Dianne Fogwell’s practice is centred on printmaking, painting and artist’s books. Using a repertoire of familiar images, Dianne uses pared back tones to illuminate everyday objects that often go unnoticed in our daily lives.

Her works, sometimes appearing as imaginary, almost hallucinatory, dreamscapes, create a story that flows from work to work like a page of text or music. The title ‘Sanctuary’ refers to ideas of a haven a place of shelter in this instance the artist’s home and suburb and the inspiration she gains from this.

Dianne travels through her local surroundings gathering specimens, thoughts and images which she then documents through drawing, painting and carving into linoleum or wood. These observations, ideas and collected objects become the alphabet of her images.

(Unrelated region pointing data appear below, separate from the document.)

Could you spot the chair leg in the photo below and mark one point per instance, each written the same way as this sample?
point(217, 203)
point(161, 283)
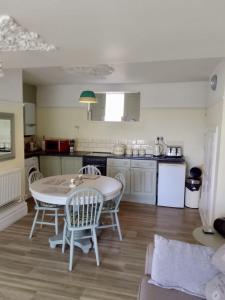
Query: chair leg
point(34, 223)
point(56, 222)
point(113, 221)
point(94, 237)
point(64, 238)
point(71, 251)
point(42, 218)
point(118, 226)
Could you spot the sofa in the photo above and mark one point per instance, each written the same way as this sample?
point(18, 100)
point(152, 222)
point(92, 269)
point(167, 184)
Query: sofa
point(149, 291)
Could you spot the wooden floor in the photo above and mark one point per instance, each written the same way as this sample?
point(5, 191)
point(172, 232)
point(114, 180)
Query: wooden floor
point(29, 269)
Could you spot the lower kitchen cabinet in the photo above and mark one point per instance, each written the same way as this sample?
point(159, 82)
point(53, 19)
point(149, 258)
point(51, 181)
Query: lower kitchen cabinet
point(143, 184)
point(143, 180)
point(71, 165)
point(50, 165)
point(112, 171)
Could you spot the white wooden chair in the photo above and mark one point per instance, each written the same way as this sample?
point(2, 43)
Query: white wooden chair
point(111, 207)
point(90, 169)
point(43, 207)
point(83, 210)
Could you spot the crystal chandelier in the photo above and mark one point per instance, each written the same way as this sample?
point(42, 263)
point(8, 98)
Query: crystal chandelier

The viewer is swept into an often dream-like journey that transports us into a surreal and joyous visual experience. Dianne has said that “I search for beauty in ordinary things and want to capture a feeling about the fragility of where I live. My images come from the cinema of sleep where intuition and knowledge have no boundaries, the space where objects merge and blend.”

In a career spanning thirty years, Canberra artist Dianne Fogwell has had many solo exhibitions locally and interstate, and participated in group exhibitions both nationally and internationally, including a solo exhibition at the prestigious hanki Museum in Seoul, South Korea.

Dianne has made a major contribution to the art community in Canberra through teaching, curating and establishing press and print studios. Her work is represented in many public collections including the National Gallery of Australia; National Library of Australia; Artbank; National Film and Sound Archive; Australian War Memorial; Canberra Museum and Gallery; Chicago Institute of Arts and the National Museum for Women in the Arts, Washington.